While revenue has stabilized this year, operating margins continue to climb, now exceeding 20 percent. This is a far cry from the $38.5 billion revenue Umpleby inherited in 2017. The stock price has also soared, rising from $192.64 a share to $381.37 a share (at the time of writing) since the company's relocation. Umpleby's leadership earned him the unanimous choice as the 2024 CEO of the Year by D CEO editors.
The 2022 relocation was preceded by a warning a decade earlier. In 2012, Umpleby's predecessor, Doug Oberhelman, highlighted issues such as improperly balanced budgets, high workers' compensation costs, and high taxes in the state. The total cost of living in the Chicago metro was 12 percent higher than in North Texas. At the time of the decision, Illinoisans faced the nation's highest combined state and local tax rates, which have not improved since. Workers' comp costs in Illinois were nearly double those in Texas.
Caterpillar has had operations in Texas since the 1960s, with manufacturing plants in Seguin, Houston, and Victoria. Its first corporate play in DFW was relocating the Electric Power Division to Irving-Las Colinas in 2021. The business behind Caterpillar's data center operation shifted hundreds of jobs from California, Arizona, and Illinois to DFW. A year later, Irving won the headquarters prize.
"Obviously, this place is booming," Umpleby says. "People want to be here. Employees want to be here. We wanted to be here. The diverse talent pool is just so wide and deep; that really was the driving factor." With 113,200 global employees, including 7,070 in Texas, Caterpillar is known for its commercial construction and mining equipment. It has over 2 million construction machines in action worldwide and hundreds of thousands of children's construction toys. The company also manufactures off-highway diesel and natural gas engines, diesel-electric locomotives, and industrial gas turbines. To date, it has built 30 million engines.
Caterpillar is exploring opportunities in automated vehicles and data centers. With large manufacturing operations in Mexico, China, Japan, Brazil, the U.K., Germany, and India, the largest concentration of jobs is still in America, a characteristic Umpleby wants to maintain.
The CEO shoulders a great responsibility as the world's infrastructure depends on his decisions. "We're in business to make our customers successful," Reed-Klages says. "Our customers build the infrastructure the world needs."
Performance and competition are always on Umpleby's mind, but safety is what keeps him awake at night. According to the U.S. Bureau of Labor Statistics, 1,069 construction professionals died in 2022. At Caterpillar's Mapleton, Illinois, foundry, six deaths have occurred since December 2021. Since 2017, OSHA has fined Caterpillar or a subsidiary 20 times for workplace safety violations.
"We're going through a refresh of our safety strategy right now to ensure we do everything we can to prevent serious injuries," Umpleby says. "We're working on new technologies to aid with safety, such as detecting people with our equipment and using AI to tell the difference between a human and a post."

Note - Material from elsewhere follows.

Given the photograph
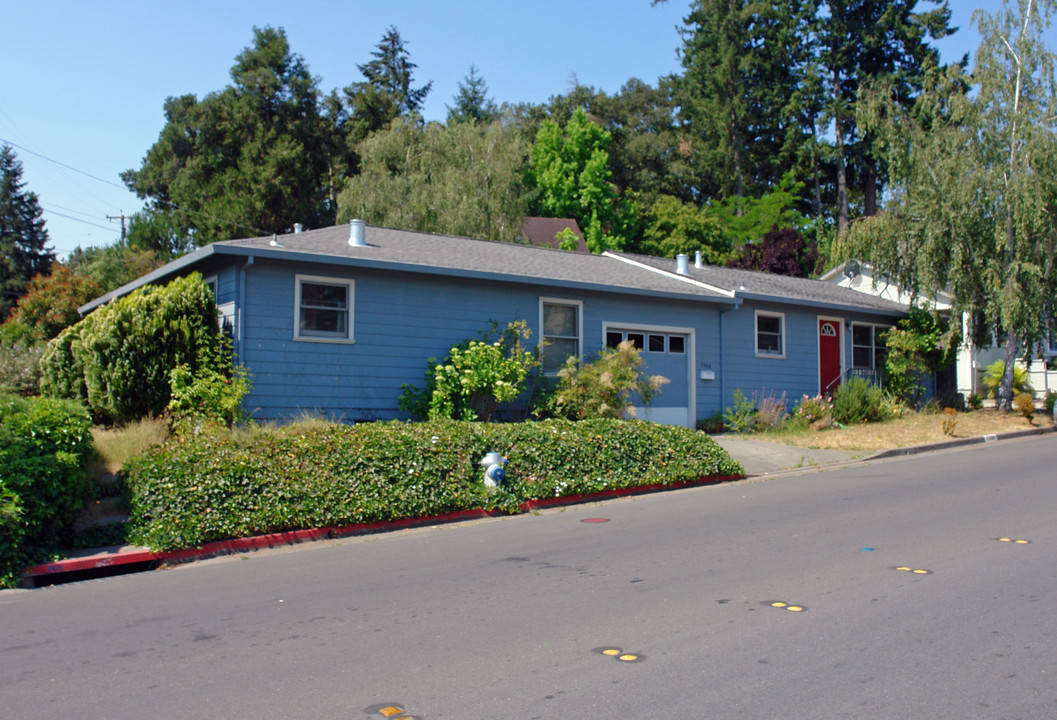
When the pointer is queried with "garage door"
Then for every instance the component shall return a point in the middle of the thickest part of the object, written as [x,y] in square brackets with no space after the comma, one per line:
[666,351]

Umpleby's career did not start in an office. Growing up in northwest Indiana near Chicago and Lake Michigan, his mother was a homemaker and his father was a foreman in a steel mill. Umpleby was good at math and science and pursued a degree in mechanical engineering. He worked at Inland Steel Co. during summers and took on various leadership roles at Caterpillar over the years.
After graduating, he took on different positions at Solar Turbines and moved around the world, negotiating large deals. In 1990, he earned his first real leadership role and held various positions in different departments.

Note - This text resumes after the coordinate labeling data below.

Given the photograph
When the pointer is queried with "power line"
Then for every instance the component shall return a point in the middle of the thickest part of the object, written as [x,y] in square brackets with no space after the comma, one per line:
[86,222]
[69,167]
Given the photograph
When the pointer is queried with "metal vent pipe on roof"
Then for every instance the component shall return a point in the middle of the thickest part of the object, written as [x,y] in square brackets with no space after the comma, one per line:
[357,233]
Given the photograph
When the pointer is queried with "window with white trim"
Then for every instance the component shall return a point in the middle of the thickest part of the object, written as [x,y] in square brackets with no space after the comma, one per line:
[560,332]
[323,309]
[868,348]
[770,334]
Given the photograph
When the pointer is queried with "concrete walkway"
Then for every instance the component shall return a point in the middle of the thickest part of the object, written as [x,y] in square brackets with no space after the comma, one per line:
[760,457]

In 2010, he was named president of Solar Turbines and later promoted to group president of Caterpillar's energy and transportation division. However, the company faced financial challenges, and Umpleby was named CEO in 2017. Under his leadership, the company has undergone a remarkable turnaround.

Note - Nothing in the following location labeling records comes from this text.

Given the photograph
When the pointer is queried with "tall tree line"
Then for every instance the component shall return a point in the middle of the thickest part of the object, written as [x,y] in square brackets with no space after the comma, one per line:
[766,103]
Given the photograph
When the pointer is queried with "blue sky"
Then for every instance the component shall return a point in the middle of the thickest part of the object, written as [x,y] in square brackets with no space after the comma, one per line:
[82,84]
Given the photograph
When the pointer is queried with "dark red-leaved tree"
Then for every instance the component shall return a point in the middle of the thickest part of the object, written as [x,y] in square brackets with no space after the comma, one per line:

Much of Umpleby's strategy focuses on growing Caterpillar's digital capabilities and services business. He wants to double the services revenue from $14 billion in 2016 to $28 billion in 2026. Currently, the company has reached $23 billion in services revenue.
The biggest opportunity Umpleby sees is in the data center boom. Many companies use Caterpillar's generator sets as backups for their data centers. The company is expanding its manufacturing capabilities to meet the demand.
"At the same time, there has been an under-investment in traditional power generation sources to supply data centers in the U.S.," Umpleby says. "We're very excited about distributed generation and selling our gas turbines and reciprocating engines."
Umpleby is also pushing into autonomous trucking and electric vehicles. Caterpillar has deployed over 600 fully automated mining trucks. Electric vehicles require a lot of commodities, and Caterpillar's mining business benefits from this.
Reed-Klages believes Caterpillar is well-positioned to benefit from the future of the energy landscape. "Caterpillar produces all the necessary equipment to support electric reliability, which gives us a real competitive advantage."
According to FMI Corp.'s 2024 North American Engineering and Construction Outlook, the U.S. construction industry is projected to slow by around 3 to 5 percent annually over the next five years. However, Umpleby has diversified Caterpillar's business, and Reed-Klages is confident the company will withstand market volatility.
In 2022, the board waived its age limit policy to ensure Umpleby could stay on as CEO. No successor has been named, and when he will retire is uncertain. But Umpleby is looking forward to skiing once he retires. "I've been very fortunate to have a career that has been an adventure in and of itself."